Jennifer emphasised that strategic positioning alone isn’t enough. Communities need concrete entry points where engagement shapes outcomes:

  • Country Dialogue Phase (Now-June): The most critical window. Engage CCMs early—if hepatitis lacks representation, work with allied civil society members from HIV, harm reduction, and women’s health communities. Show up with specific, costed interventions using the CHAI/WHA toolkit, not vague requests.
  • Funding Request Development: Unified voices win; siloed advocacy loses. Build cross-sectoral coalitions bringing HIV, hepatitis, harm reduction, women’s health, and MCH actors together around shared asks backed by technical evidence.
  • TRP Review Phase: Monitor TRP feedback closely. If applications go to iteration, mobilize coalition partners to ensure hepatitis elements aren’t cut during revisions.
  • Grant-Making and Implementation: Community engagement doesn’t end at TRP approval.
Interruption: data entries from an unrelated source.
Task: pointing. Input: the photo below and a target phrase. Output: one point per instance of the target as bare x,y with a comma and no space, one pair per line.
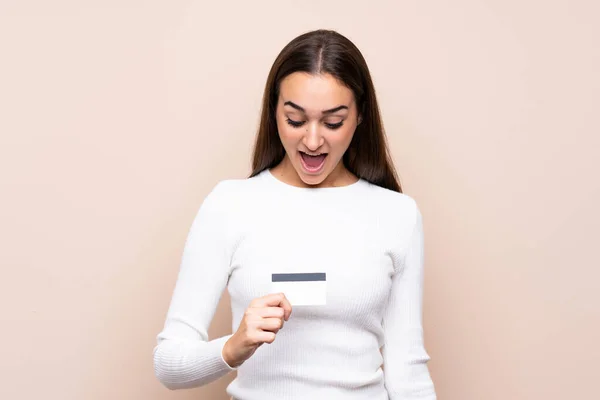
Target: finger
267,337
270,312
271,324
287,307
274,300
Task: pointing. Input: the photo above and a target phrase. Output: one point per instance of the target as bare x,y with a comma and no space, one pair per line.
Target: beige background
117,117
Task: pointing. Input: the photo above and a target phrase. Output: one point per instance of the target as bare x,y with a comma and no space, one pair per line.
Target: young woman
323,203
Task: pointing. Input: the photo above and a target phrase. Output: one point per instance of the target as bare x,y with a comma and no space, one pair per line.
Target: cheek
288,134
342,137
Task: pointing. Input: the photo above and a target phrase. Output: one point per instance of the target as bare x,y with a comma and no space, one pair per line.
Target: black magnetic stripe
318,276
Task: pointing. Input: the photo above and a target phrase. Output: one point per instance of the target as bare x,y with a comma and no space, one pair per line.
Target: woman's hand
262,320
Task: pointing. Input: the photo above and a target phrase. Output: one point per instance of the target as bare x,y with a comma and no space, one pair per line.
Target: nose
312,137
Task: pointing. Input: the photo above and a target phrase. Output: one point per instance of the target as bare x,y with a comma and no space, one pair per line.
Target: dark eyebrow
330,111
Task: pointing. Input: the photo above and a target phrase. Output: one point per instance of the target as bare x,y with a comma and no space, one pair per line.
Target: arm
183,357
405,359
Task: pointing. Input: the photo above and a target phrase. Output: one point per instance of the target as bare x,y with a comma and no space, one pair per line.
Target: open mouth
313,163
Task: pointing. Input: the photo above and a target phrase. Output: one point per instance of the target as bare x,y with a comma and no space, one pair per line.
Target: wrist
227,355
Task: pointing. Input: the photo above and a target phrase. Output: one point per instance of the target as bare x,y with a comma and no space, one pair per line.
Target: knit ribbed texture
366,343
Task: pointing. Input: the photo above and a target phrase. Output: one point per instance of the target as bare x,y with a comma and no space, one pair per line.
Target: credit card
301,289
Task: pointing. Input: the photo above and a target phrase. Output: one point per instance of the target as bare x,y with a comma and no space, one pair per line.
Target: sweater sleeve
405,358
183,356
Stay engaged through grant negotiations and establish monitoring mechanisms to track whether hepatitis components are implemented as designed.

The Urgency of Now

Both sessions drove home one message: The window is now. Advocates have unprecedented policy support, proven integration models, costing tools, and a $12.64 billion allocation cycle. What’s needed is coordinated action bringing hepatitis advocates and natural allies—HIV, women’s health, harm reduction, and key population communities—to decision-making tables at CCMs, in country dialogues, during TRP response, and throughout grant-making and implementation.

Hepatitis integration isn’t optional—it’s how countries actually achieve the HIV, maternal health, and equity goals they’re already committed to. If hepatitis advocates aren’t at the table, allies must carry their asks. Because ultimately, these are shared asks for integrated, equitable, sustainable health systems that leave no one behind.
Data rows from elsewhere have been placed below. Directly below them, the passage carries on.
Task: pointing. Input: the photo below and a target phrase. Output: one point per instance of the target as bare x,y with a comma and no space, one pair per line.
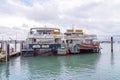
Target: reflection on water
103,66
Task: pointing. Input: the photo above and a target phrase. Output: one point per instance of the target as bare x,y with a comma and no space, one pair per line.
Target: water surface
102,66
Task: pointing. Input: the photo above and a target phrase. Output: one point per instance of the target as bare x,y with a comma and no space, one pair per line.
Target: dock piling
8,53
111,44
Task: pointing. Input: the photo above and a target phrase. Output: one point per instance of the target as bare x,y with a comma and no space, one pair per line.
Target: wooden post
111,44
15,45
7,53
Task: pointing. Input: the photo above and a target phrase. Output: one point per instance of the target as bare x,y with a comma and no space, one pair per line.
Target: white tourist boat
42,41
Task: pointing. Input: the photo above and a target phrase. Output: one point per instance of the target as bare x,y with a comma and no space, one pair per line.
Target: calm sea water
102,66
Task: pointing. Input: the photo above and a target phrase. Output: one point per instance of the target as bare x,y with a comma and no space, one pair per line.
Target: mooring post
111,44
7,53
15,45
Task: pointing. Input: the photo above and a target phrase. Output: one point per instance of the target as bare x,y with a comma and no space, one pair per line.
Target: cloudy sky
101,17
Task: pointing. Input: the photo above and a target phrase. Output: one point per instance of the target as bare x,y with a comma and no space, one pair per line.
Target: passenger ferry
42,41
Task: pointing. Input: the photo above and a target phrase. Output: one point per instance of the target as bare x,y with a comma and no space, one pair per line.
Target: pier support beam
8,53
111,44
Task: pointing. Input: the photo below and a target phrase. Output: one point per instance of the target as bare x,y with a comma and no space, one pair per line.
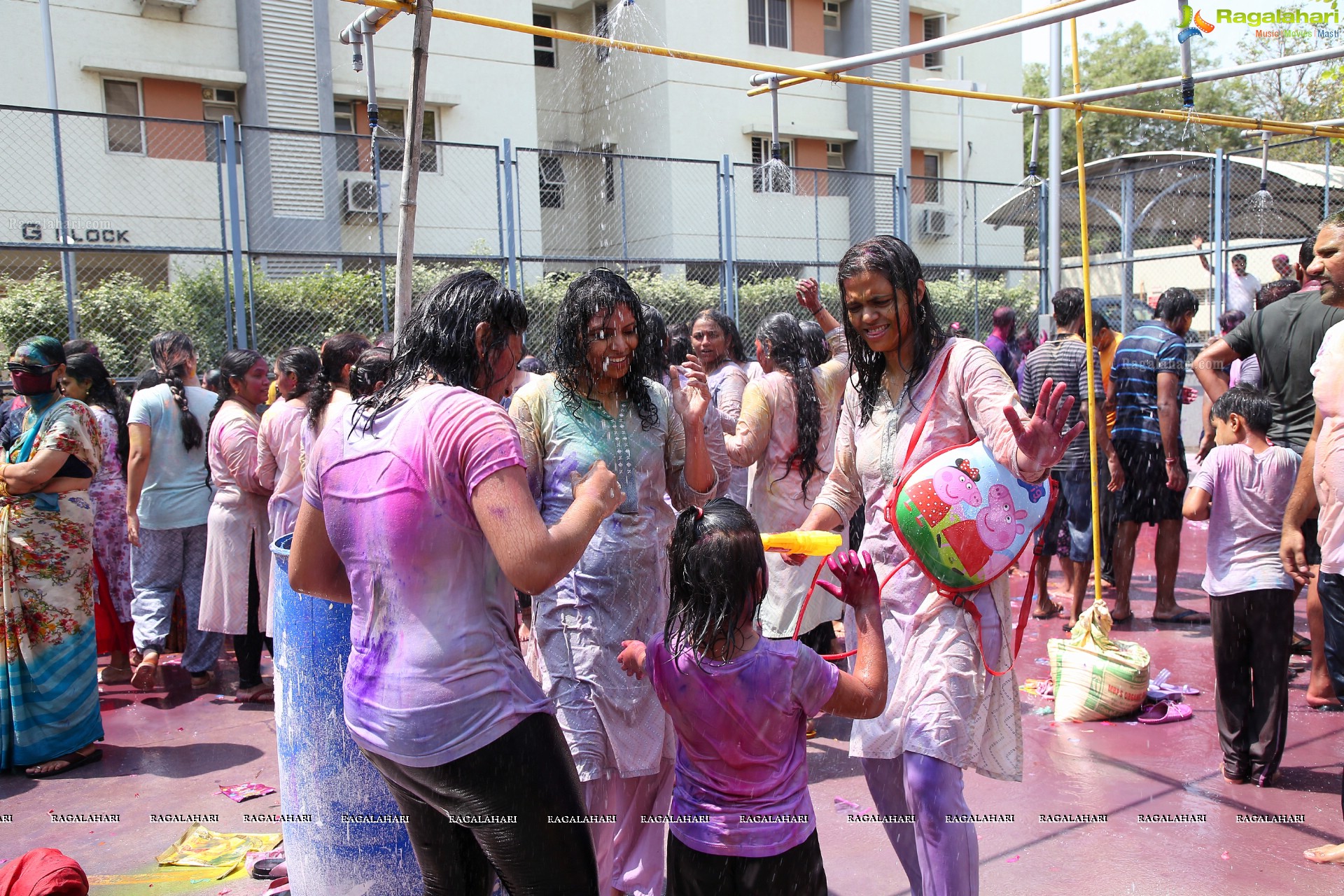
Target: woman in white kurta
720,348
279,445
604,405
790,472
945,713
235,594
For advocates across the Asia-Pacific region and globally: it’s never too late to engage—but not engaging means surrendering an opportunity at a critical moment when lives hang in the balance. TRP review and grant negotiations remain entry points even if country dialogues have advanced, but the most influence happens early. Contact your CCM representatives, build coalitions, prepare evidence packages, and ensure hepatitis has a seat at the decision-making table for GC8.

The opportunity is real—but not automatic. And the cost of inaction is measured in lives that could have been saved, infections that could have been prevented, and communities left behind. Let’s make it count.